California Court Rules On Disclosure of Life Settlements

A California couple brought a class action lawsuit in January of this year against Lincoln National Insurance Company, alleging that they did not know they could sell their $7.2 million insurance policy on the secondary market. The couple alleged that they twice had to reduce the size of the policy, leaving them with only $2 million of coverage, because they could not afford the premiums.

The couple further alleges that the Lincoln agent gave them only two options – pay higher premiums or surrender all or part of the policy.

A third option actually was available however, which is a life settlement. A life settlement is the sale of an unwanted or unneeded life insurance policy. In the case at hand, where a couple cannot afford the premiums, they could sell the policy to an investor, usually for many times more than the surrender value of the policy. As such, the life settlement can provide a “win/win” scenario, where the insured receives a payment and a reduction in premiums, and the investor receives a non-correlated asset that can produce interesting returns.

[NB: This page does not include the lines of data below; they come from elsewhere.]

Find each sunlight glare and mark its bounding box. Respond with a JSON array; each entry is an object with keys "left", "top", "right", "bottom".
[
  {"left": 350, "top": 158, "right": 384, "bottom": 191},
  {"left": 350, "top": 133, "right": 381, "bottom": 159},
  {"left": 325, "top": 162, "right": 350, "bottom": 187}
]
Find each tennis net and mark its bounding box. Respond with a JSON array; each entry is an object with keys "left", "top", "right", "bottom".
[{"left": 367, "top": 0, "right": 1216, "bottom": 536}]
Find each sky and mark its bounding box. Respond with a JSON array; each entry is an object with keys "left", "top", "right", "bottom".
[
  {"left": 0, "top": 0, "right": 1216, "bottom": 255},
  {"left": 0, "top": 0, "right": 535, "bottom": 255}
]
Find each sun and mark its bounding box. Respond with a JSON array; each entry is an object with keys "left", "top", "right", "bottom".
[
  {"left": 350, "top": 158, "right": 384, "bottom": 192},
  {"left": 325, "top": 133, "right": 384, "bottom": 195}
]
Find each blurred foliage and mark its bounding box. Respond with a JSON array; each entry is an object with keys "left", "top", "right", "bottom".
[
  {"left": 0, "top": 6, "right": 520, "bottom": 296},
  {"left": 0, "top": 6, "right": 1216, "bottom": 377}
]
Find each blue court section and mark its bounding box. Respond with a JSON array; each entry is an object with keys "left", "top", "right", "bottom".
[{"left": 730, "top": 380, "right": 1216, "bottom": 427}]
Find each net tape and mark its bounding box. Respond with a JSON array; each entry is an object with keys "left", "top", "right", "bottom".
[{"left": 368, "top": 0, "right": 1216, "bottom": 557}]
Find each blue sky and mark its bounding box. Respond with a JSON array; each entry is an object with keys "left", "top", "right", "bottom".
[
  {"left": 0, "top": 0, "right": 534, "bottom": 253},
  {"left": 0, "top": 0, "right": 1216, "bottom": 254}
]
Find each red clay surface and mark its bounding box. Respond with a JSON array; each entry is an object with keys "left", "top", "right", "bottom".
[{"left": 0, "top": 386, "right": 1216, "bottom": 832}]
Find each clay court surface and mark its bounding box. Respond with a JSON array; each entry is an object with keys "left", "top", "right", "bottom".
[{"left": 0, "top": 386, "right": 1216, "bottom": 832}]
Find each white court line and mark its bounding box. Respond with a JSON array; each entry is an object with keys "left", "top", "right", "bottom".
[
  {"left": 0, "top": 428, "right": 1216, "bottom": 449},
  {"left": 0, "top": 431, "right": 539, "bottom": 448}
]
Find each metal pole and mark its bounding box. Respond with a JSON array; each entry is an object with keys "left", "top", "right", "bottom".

The Judge in this case said that the plaintiffs had sufficiently alleged a duty to disclose on the part of the insurance agent, who did not tell the couple about this third option. This case could be significant for the insurance industry and the life settlement industry. Life settlement market players have long alleged that insurance companies who do not permit their agents to discuss life settlements are doing their clients a disservice as they may be foregoing their very best option.